“My friend Dennis had a copy of A Clockwork Orange and he’d already seen it once, and he was like ‘we need to watch this.’ I was sleeping over his house — and I think we were literally 15 — and we watched it. I remember my first reaction to that film was very similar to my reaction to Taxi Driver or my first reaction to Watchmen, where you just immediately gravitate toward Rorschach in Watchmen or Alex from Clockwork. And then you start to get older and realize that character wasn’t a hero at all; they’re really bad people who didn’t do anything heroic. When you’re exposed to that as a youth, you misconstrue stuff. Sometimes you literally only take it on the surface, and you see any strong action that’s done with conviction as the right action, and you start to realize later on in life that just because you felt strongly about it, it doesn’t mean it was the right thing to do. And that’s one of my feelings that I tried to inject into The Killjoys, especially with the characters of The Ultra-Vs. (Shaun and I said) ‘let’s literally make these characters 15-year-olds watching A Clockwork Orange, just pulling all the wrong shit from it.’”
— Gerard Way in an interview with Paste (June 12th, 2013)

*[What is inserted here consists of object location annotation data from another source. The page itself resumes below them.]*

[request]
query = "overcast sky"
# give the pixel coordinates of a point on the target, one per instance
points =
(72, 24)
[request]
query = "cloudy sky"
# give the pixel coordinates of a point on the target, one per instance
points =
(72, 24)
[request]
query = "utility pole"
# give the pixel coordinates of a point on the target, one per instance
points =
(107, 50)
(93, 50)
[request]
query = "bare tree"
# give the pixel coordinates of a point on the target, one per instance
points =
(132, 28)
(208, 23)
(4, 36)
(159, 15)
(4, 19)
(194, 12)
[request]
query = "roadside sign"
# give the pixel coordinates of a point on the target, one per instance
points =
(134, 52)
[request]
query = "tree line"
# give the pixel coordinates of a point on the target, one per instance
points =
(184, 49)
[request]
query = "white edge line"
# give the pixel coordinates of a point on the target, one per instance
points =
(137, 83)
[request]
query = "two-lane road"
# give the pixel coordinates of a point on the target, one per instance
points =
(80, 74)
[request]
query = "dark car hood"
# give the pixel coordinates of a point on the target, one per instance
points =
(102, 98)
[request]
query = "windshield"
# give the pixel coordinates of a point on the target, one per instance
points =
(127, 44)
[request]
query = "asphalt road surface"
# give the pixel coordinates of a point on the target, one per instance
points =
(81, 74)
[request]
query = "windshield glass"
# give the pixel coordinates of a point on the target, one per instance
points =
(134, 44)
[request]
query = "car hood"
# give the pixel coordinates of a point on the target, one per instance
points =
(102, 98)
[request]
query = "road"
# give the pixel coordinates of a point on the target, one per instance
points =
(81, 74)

I watched that film at the same age. And I was the same kind of kid drawing the wrong lessons from Rorschach or Tyler Durham. I did not love Alex from clockwork orange. It literally opens with him violently raping someone. The inciting incident is him violently raping someone else (to death I might add). There's no moral ambiguity to Alex, there's no, 'well maybe he's right' in that film. There's some ambiguity on did he deserve what he got, but none at all on if he's a good person.